County’s running bamboo ordinance takes effect with potential fines

Bamboo spotted by the Washington & Old Dominion Trail (staff photo by Angela Woolsey)

Fairfax County property owners are officially required to contain running bamboo on their property — or face potential fines.

Effective as of Jan. 1, the county’s new running bamboo ordinance calls for property owners to get the invasive grass species under control and imposes civil penalties on property owners who let it “spread to adjacent properties or any public right-of-way.”

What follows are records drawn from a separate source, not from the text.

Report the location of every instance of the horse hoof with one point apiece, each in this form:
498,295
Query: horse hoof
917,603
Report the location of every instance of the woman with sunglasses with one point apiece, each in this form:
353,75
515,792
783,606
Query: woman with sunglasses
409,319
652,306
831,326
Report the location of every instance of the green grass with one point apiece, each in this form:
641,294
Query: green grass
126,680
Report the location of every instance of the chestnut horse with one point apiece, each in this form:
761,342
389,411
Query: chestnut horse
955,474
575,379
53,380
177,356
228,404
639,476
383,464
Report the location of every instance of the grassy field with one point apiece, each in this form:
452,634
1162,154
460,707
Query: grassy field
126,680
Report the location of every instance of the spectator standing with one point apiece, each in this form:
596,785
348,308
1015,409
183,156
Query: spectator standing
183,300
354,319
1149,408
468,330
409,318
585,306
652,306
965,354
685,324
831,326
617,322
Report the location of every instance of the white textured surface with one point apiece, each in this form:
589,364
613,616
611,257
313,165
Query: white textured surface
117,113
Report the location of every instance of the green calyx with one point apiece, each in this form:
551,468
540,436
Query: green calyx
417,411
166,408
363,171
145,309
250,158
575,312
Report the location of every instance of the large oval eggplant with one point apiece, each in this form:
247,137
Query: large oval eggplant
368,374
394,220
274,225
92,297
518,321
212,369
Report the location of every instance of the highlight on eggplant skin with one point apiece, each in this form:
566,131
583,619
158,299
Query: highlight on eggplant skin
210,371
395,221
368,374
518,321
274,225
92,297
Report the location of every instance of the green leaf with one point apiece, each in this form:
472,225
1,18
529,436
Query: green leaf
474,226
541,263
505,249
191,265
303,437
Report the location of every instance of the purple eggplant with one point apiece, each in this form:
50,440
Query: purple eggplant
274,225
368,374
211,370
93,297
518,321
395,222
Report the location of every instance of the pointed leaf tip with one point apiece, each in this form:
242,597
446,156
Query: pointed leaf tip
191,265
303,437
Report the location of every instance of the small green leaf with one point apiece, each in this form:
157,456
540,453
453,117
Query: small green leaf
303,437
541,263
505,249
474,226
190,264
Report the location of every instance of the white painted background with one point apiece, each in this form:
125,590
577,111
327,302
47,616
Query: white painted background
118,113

The ordinance was approved by the Board of Supervisors back in March 2022, along with a fine structure that includes $50 for the first complaint or violation, $200 for subsequent violations, and a $3,000 cap on fines over a 12-month period.

Officials have reiterated that staff will first seek to educate and allow for violations to be corrected voluntarily before imposing fines. When the issue went to a public hearing in February, several residents and supervisors expressed some concern about the financial implications of the fines.

In March, though, Fairfax County Director of Code Compliance Jack Weyant suggested fines would only be invoked for cases that have gone on for a year or longer.

Running bamboo is a fast-growing, invasive grass with an even more aggressive root system (rhizomes) that can spread underground up to 15 feet per year.

“Once planted, running bamboo can eventually take over yards and travel across property lines, creating issues for adjacent property owners and local jurisdictions,” Weyant told FFXnow. “Roots can push through brickwork, drains, cavity walls, patios, and exploit cracks or weaknesses in concrete.”

Weyant noted that the new ordinance “does not ban bamboo” but requires property owners to prevent it from growing on adjacent properties, including public property.

The county has set up a webpage to advise residents on the best methods to contain, prevent overgrowing, and dispose of bamboo.

Options include setting up a metal and plastic “bamboo root barrier” that deflects rhizomes back towards the bamboo owner’s property, encouraging the plants to grow vertically instead of spreading horizontally.

The county also suggests mowing bamboo often and using herbicides to prevent further growth. All cut bamboo should go in trash pick-up, not yard waste, per the county.

The complete removal of bamboo from a property is extremely difficult.

“Digging out bamboo requires heavy equipment and coordination with Virginia 811,” the website says.

In 2017, the Virginia General Assembly passed a law that let localities impose financial penalties on property owners who allow bamboo to run wild. However, Virginia still allows commercial sales, an issue that Fairfax County supervisors have previously said needs to be corrected by the state.

The county itself will also have to adhere to the new ordinance.

The Fairfax County Park Authority (FCPA) manages about 204 acres of bamboo that draw 10 to 20 complaints a year from neighboring homeowners. FCPA removes two to three bamboo sites a year, but it’s expensive.

In April, the FCPA told FFXnow that a recent removal of about an acre of bamboo cost about $35,000, mostly due to herbicide treatment costs.